DEAR MISS MANNERS: As someone who commutes to and from work every day via the subway, I am stymied as to how best to communicate escalator etiquette to the increasing number of people who seem blissfully unaware.
It seems obvious to me that one should not stop at the top (or bottom) of an escalator, nor congregate in groups within very close proximity to the escalator. Both actions prevent others from safely exiting without rudely jostling those who have stopped or creating what amounts to a pileup for those behind them.
I have tried leaving several steps between myself and the next person to provide more time for them to exit, to no avail. And a firm "excuse me" falls on deaf ears and doesn't have the benefit of correcting the behavior. My husband prefers to merely bump into the offenders to show them the effects. Can you offer any better suggestions?
GENTLE READER: Better than shoving people on escalators? Miss Manners would hope so. If not, she is in the wrong business.
You say, "Excuse me," and if this is ineffective you take the next steps: 1) Say it slightly louder. 2) Say it while tapping the person gently on the shoulder. 3) Prepare yourself to go around them and hop off fast.
DEAR MISS MANNERS: My husband died 18 months ago. I am rather young, 31, but I have a toddler that is my focus right now along with preparing to move (we live with my mom) and getting a job and settled there, and being my own family again after a lot of changes in my life.
My problem is that a lot of my friends (even other widows) and my dad are trying to insinuate, or in some cases say directly, that I should date when I have made it clear (I thought) that I didn't want to at this time and hoped they would respect my decision about this in my life. How can I tell them politely to keep out of my dating life until I seek their advice on how to start dating again?
GENTLE READER: Miss Manners has just the phrase for you.
She understands that these are people you believe care for you, even if they think they know better how you should run your life, and that you might even be able to envision a time when their encouragement might be welcome. She also understands that while you are coping with your altered circumstances, you do not need them pestering you with facile arguments about moving on.

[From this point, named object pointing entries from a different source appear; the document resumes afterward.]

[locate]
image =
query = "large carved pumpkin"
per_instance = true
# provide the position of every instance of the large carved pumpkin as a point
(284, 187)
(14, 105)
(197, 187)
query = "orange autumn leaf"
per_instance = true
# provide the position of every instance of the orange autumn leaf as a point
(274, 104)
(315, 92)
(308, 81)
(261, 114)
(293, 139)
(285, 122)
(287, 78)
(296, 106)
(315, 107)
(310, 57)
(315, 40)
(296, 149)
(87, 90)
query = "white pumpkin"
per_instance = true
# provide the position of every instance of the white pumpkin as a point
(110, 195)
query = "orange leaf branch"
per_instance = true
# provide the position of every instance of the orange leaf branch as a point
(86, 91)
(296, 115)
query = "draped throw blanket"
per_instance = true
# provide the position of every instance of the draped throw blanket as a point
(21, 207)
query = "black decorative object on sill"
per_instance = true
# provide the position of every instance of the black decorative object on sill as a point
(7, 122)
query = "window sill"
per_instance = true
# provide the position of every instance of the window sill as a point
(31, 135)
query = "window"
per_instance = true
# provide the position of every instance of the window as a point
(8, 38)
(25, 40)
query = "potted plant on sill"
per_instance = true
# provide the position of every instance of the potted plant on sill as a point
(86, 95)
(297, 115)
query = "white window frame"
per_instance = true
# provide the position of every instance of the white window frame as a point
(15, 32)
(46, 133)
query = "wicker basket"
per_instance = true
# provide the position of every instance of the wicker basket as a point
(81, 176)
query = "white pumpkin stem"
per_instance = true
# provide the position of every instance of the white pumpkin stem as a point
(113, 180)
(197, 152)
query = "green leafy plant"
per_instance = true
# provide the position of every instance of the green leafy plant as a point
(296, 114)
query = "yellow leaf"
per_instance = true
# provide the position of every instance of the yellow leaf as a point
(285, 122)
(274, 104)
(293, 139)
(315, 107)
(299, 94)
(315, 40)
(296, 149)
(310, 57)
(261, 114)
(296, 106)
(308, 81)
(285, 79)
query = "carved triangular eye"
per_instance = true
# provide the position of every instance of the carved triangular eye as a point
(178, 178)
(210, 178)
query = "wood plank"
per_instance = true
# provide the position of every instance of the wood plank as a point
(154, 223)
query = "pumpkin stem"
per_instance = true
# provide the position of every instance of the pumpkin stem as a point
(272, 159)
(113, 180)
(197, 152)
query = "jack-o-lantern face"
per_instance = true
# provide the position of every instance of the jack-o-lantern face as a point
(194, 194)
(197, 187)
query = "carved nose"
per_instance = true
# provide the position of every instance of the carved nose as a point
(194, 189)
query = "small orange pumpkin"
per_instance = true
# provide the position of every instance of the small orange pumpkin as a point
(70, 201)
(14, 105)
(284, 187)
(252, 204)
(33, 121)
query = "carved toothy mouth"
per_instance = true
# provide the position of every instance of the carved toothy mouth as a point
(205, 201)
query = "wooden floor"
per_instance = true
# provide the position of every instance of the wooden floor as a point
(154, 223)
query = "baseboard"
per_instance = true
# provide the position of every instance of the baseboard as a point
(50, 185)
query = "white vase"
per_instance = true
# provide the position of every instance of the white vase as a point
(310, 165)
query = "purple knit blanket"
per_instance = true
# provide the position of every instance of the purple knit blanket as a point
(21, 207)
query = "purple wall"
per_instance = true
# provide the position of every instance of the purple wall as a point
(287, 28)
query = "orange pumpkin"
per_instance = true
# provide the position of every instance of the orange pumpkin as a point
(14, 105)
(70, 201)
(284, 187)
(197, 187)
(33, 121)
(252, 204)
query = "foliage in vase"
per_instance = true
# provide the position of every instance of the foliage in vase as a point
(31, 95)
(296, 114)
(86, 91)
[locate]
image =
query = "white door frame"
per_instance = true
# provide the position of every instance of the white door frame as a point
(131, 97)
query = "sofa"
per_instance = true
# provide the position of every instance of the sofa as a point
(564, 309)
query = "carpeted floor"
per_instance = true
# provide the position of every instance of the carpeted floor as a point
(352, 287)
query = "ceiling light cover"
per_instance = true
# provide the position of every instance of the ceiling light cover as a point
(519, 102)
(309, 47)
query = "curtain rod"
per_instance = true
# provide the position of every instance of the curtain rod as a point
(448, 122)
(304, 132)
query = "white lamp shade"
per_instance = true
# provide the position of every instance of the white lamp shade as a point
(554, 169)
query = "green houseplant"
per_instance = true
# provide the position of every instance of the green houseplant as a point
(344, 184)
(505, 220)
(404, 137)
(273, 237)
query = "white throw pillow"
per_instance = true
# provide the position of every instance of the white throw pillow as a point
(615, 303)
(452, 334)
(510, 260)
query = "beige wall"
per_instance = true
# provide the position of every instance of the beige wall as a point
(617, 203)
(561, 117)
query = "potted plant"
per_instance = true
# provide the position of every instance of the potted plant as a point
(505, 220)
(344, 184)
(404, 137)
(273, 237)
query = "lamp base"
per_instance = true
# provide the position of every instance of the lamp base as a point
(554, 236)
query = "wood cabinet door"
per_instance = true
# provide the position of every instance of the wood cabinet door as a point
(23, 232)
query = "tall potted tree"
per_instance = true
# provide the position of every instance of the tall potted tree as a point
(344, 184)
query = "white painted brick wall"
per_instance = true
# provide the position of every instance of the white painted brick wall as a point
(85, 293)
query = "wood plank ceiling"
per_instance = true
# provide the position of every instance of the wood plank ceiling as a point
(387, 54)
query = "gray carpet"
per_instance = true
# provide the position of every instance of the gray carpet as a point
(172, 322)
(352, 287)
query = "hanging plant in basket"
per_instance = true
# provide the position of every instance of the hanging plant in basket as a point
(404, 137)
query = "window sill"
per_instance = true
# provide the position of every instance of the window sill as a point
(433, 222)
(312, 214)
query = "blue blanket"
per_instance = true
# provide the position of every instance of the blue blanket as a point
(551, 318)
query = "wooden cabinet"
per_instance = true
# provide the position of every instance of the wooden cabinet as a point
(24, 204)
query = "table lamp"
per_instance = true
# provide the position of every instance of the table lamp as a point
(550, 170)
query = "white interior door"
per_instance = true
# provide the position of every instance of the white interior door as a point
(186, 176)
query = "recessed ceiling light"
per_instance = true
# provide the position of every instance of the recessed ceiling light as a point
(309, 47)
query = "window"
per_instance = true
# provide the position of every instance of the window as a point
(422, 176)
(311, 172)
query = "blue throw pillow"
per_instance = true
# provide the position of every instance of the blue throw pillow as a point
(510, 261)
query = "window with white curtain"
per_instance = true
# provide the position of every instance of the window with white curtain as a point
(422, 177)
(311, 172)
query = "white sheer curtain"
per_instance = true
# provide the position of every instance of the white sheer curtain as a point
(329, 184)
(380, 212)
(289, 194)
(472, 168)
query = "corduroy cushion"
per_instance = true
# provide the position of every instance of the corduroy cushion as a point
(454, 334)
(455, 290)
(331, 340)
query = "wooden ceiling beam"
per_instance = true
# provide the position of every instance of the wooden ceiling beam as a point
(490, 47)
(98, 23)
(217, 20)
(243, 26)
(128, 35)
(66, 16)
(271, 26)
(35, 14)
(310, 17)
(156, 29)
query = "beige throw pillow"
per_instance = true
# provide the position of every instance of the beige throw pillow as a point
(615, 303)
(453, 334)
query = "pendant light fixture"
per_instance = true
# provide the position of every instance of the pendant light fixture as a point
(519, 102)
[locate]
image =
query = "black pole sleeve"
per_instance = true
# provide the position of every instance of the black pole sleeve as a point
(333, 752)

The phrase to use in reply to any such suggestions is, "I'm in mourning."
Unlike "I don't feel up to it" or "I'm not ready yet," it dwells on a formal convention, rather than your feelings. Remember, they have already tried to overrule your mere feelings.
The very word "mourning" to define a period of time following the funeral produces shock. They may still argue, but they will have to realize that pushing a mourning widow out on a date is not likely to produce romantic results.